我们正在尝试将 Hive 表中的增量发布到 Kafka。有问题的表是 244 MB 的单个分区、单个块文件。我们的集群配置为 256M 的块大小,因此在这种情况下,我们几乎是单个文件的最大值。
每次更新该表时,都会存档一个副本,然后我们运行我们的 delta 进程。
在下面的函数中,我们隔离了不同的连接,并确认内部连接的性能可以接受(大约 3 分钟),但两个反连接数据帧不会完成——我们不断向 Spark 作业投入更多资源,但仍在继续请参阅下面的错误。
这种连接的数据框大小是否有实际限制?
private class DeltaColumnPublisher(spark: SparkSession, sink: KafkaSink, source: RegisteredDataset)
extends BasePublisher(spark, sink, source) with Serializable {
val deltaColumn = "hadoop_update_ts" // TODO: move to the dataset object
def publishDeltaRun(dataLocation: String, archiveLocation: String): (Long, Long) = {
val current = spark.read.parquet(dataLocation)
val previous = spark.read.parquet(archiveLocation)
val inserts = current.join(previous, keys, "leftanti")
val updates = current.join(previous, keys).where(current.col(deltaColumn) =!= previous.col(deltaColumn))
val deletes = previous.join(current, keys, "leftanti")
val upsertCounter = spark.sparkContext.longAccumulator("upserts")
val deleteCounter = spark.sparkContext.longAccumulator("deletes")
logInfo("sending inserts to kafka")
sink.sendDeltasToKafka(inserts, "U", upsertCounter)

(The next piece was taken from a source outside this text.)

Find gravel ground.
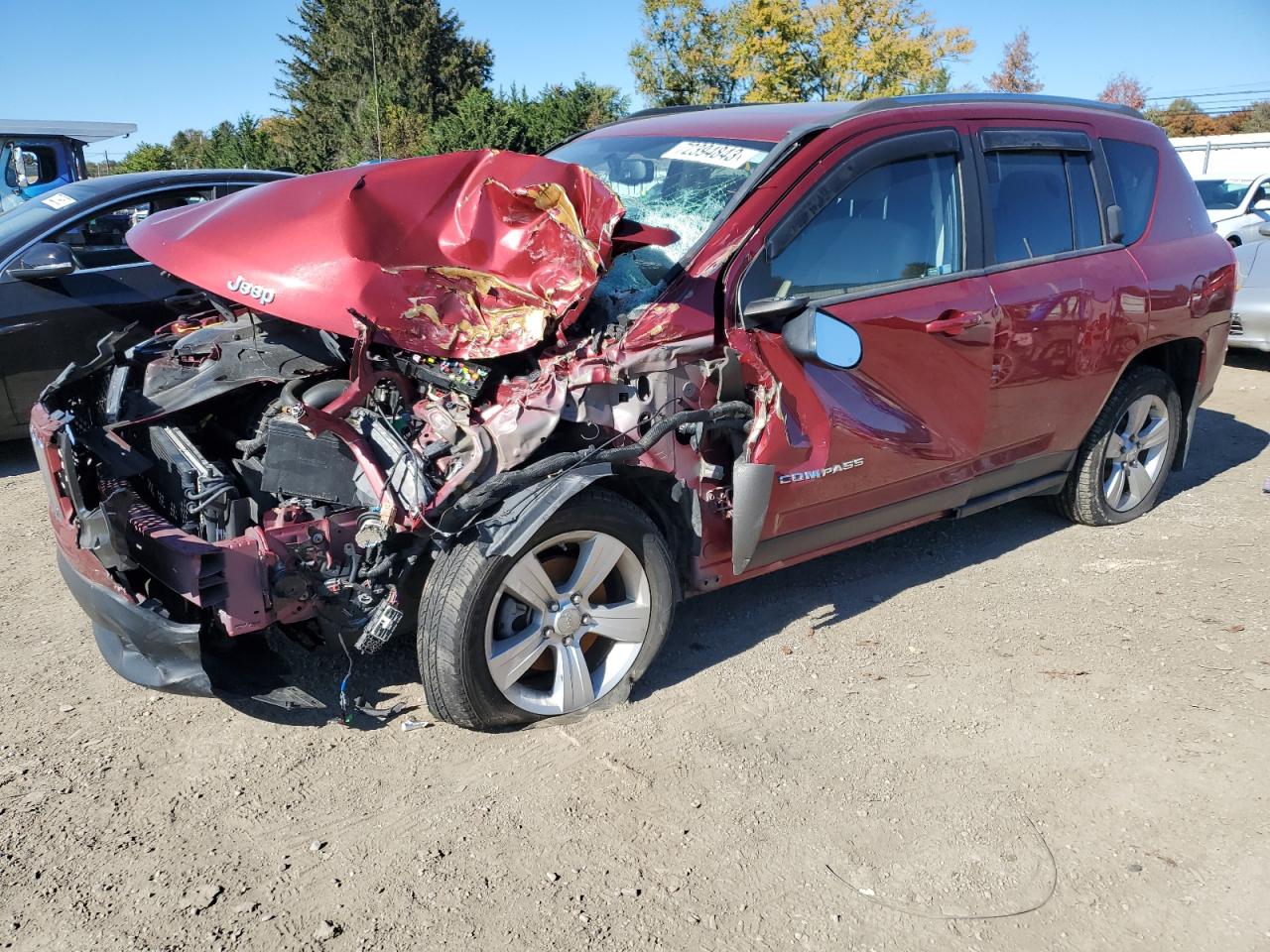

logInfo("sending updates to kafka")
sink.sendDeltasToKafka(updates, "U", upsertCounter)
logInfo("sending deletes to kafka")
sink.sendDeltasToKafka(deletes, "D", deleteCounter)
(upsertCounter.value, deleteCounter.value)
}
}
我们看到的错误似乎表明驱动程序正在与执行者失去联系。我们将执行器内存增加到24G,网络超时时间高达900s,心跳间隔高达120s。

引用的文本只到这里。